In his blog-through of the works of H. G. Wells, Adam Roberts has reached Tono-Bungay, and there’s much food for thought in the post. Real food, not patent medicine like Tono-Bungay itself. Much of the novel, in Adam’s account, considers just that relationship: between the real and the unreal, the health-giving and the destructive, the truly valuable and mere waste — all the themes that Robertson Davies explores in The Rebel Angels and that are also, therefore, the chief concern of my recent essay on Davies, “Filth Therapy”.

Here I might quote Adam quoting some people who quote some other person:

Patrick Brantlinger and Richard Higgins quote William Cohen’s Introducing Filth: Dirt, Disgust, and Modern Life to the effect that ‘polluting or filthy objects’ can ‘become conceivably productive, the discarded sources in which riches may lie’, adding that ‘“Riches” have often been construed as “waste”’ and noting that ‘the reversibility of the poles — wealth and waste, waste and wealth — became especially apparent with the advent of a so-called consumer society during the latter half of the nineteenth century’ [‘Waste and Value: Thorstein Veblen and H. G. Wells’, Criticism, 48:4 (2006), 453].

This prompts me to want to write a sequel to “Filth Therapy,” though I clearly need to read Introducing Filth first.

It occurs to me that these are matters of longstanding interest to Adam, whose early novel Swiftly I have described as “excresacramental” — it was the first novel by Adam that I read, and given how completely disgusting it is, I’m rather surprised that I kept reading him. But he’s that good, even when he’s dirty-minded, as it were.

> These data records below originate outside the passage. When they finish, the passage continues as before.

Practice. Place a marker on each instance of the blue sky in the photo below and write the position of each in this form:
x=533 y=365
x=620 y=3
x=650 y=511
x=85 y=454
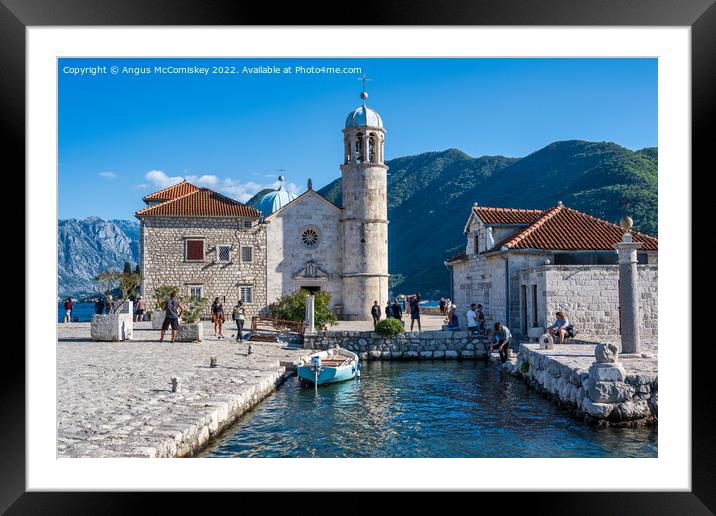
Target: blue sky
x=124 y=135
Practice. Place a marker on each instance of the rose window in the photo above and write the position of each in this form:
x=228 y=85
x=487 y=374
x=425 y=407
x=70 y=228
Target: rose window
x=310 y=237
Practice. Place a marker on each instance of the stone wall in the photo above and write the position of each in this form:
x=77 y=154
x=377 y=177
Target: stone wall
x=589 y=296
x=288 y=256
x=626 y=399
x=428 y=345
x=163 y=259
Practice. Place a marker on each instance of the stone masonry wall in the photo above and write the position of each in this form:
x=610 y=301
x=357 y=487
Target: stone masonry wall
x=428 y=345
x=625 y=401
x=163 y=259
x=589 y=296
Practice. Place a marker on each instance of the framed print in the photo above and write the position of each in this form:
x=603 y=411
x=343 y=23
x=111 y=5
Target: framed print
x=433 y=251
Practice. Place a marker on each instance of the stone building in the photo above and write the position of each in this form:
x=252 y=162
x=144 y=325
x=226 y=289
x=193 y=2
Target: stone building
x=206 y=244
x=525 y=265
x=214 y=246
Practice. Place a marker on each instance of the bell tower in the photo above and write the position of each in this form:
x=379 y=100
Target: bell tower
x=365 y=212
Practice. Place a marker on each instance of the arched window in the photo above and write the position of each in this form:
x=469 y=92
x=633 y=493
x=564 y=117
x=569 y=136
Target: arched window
x=372 y=149
x=359 y=149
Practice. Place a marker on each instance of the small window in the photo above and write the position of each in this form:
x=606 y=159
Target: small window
x=194 y=250
x=246 y=294
x=195 y=291
x=223 y=253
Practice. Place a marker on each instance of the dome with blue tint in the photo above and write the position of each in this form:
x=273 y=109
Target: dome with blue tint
x=275 y=200
x=364 y=116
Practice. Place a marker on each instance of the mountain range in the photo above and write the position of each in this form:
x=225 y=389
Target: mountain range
x=429 y=201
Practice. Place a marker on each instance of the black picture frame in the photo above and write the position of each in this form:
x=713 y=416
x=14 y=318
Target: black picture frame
x=17 y=15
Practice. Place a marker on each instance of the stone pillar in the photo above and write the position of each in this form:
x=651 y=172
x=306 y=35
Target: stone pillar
x=629 y=294
x=310 y=324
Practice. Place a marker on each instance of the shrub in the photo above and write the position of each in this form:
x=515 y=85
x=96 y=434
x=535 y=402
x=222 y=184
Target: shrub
x=389 y=327
x=292 y=307
x=162 y=294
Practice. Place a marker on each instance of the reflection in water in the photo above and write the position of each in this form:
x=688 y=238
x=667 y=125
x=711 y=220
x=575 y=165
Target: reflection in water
x=422 y=409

These themes make their way into fiction, I think, because of an ongoing suspicion, endemic now in Western culture if not elsewhere, that we have it all wrong, that we have valued what we should not have valued and vice versa, that we have built our house only having first rejected the stone that should be the chief cornerstone. As the old General Confession has it, “We have left undone those thinges whiche we ought to have done, and we have done those thinges which we ought not to have done, and there is no health in us.” This suspicion, which is often muted but never quite goes away, is perhaps the most lasting inheritance of Christianity in a post-Christian world: the feeling that we have not just missed the mark but are utterly topsy-turvy.

Christianity is always therefore suggesting to us the possibility of a “revaluation of all values,” a phrase that Nietzsche in The Antichrist used against Christianity:

I call Christianity the one great curse, the one great intrinsic depravity, the one great instinct for revenge for which no expedient (i.e. A means of attaining an end, especially one that is convenient but considered improper or immoral) is sufficiently poisonous, secret, subterranean, petty — I call it the one immortal blemish of mankind… And one calculates time from the dies nefastus on which this fatality arose – from the first day of Christianity! Why not rather from its last? From today? Revaluation of all values!

But Nietzsche issues this call because he thinks that Christianity itself has not set us right-side-up, but rather turned us upside-down. It was Christianity that first revalued all values, saying that the first shall be last and the last first, and he who seeks his life will lose it while he who loses his life shall find it, and blessed are the meek, and blessed are the poor in spirit…. Nietzsche’s call is therefore a call for restoration of the values that Christianity flipped: rule by the strong, contempt for the weak. It is, when considered in the long historical term, a profoundly conservative call.

Whether or not Nietzsche’s demand for a new paganism is right, surely it is scarcely necessary: for rule by the strong and contempt for the weak is the Way of the World, always has been and always will be; Christianity even at its most powerful can scarcely distract us from that path, much less set us marching in the opposite direction. Because that Way is so intrinsic to our neural and moral orientation, because we run so smoothly along its well-paved road, it is always useful to us to read books that don’t suggest merely minor adjustments in our customs but rather point to the possibility of something radically other. Such books are at the very least a kind of tonic, and a far better one than the nerve-wracking stimulation of Tono-Bungay.